Hasta las fregonas y los alabarderos espían, corren, dicen, ven, cuentan. Eso vine a decirle. Empiece a tomar precauciones. Y recuerde siempre quién la ayudó para encontrar y traer aquí a este muchacho, engañando al Señor y exponiéndose al más severo castigo. ¿Por qué cree usted que lo hice?

La Señora rio:

—Sin duda, porque me amas, Guzmán.

—¿Usted lo sabe?

—No tiene importancia. Lo que tú haces por amor, yo lo acepto como servicio. Anda, denúnciame, midamos nuestras fuerzas. Y permíteme dudar de las tuyas. Mi amante sigue vivo a mi lado. No lo has matado. Yo sigo aquí intocada. No te has atrevido a tomarme. Hablas mucho y haces poco, faquín.

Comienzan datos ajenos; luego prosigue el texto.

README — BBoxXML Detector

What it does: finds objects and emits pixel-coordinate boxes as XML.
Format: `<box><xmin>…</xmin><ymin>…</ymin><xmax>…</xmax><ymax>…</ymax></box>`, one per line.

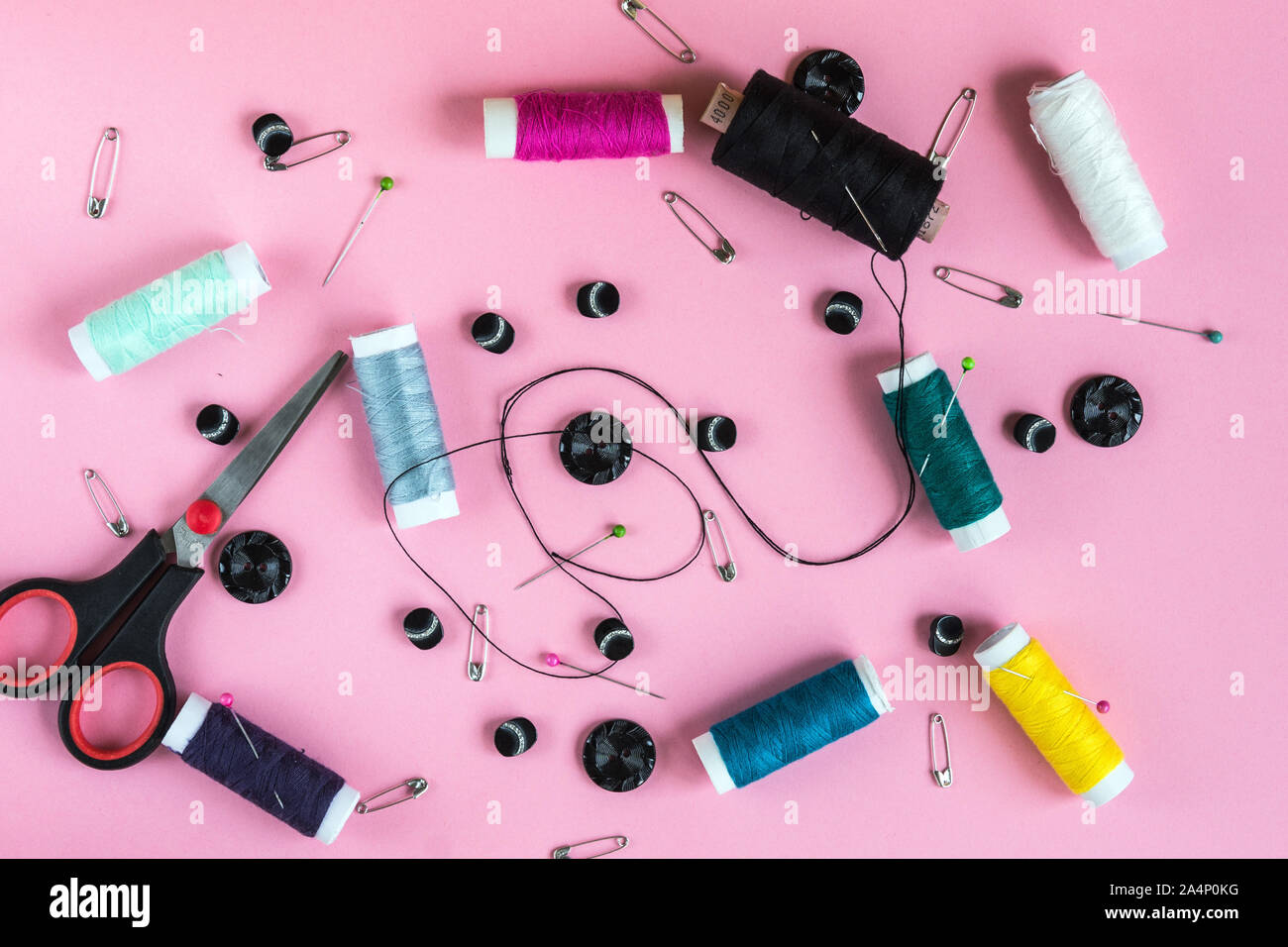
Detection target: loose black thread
<box><xmin>382</xmin><ymin>252</ymin><xmax>917</xmax><ymax>681</ymax></box>
<box><xmin>711</xmin><ymin>69</ymin><xmax>944</xmax><ymax>261</ymax></box>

Guzmán inclinó la cabeza y salió sin dar la espalda; se juró a sí mismo que, hiciera lo que hiciera y para hacer lo que tenía que hacer, nunca más se dejaría tentar por ese cuerpo tan luminoso y tan oscuro; y que si alguna vez lo hacía, sería porque antes, como el Señor, lo habría deseado sin verlo ni tocarlo ni siquiera pensar en él. Desearlo sin tocarlo; Guzmán se sintió momentáneamente vencido por el maldito código caballeresco; no, tomar, tomar en seguida, de inmediato, coger lo que se desea. Estuvo a punto de regresar a la alcoba de la Señora. Lo detuvo el sabor a hiel en la boca, como si de verdad hubiese bebido la leche de los senos de esa mujer. Amarga le sabía el alma y por un momento colgó la cabeza, entristecido y humillado. Sólo los halcones enfermos podrían escuchar sus penas de hombre.

—Rápido, le dijo al montero que le aguardaba afuera con la antorcha en alto, no hay tiempo que perder.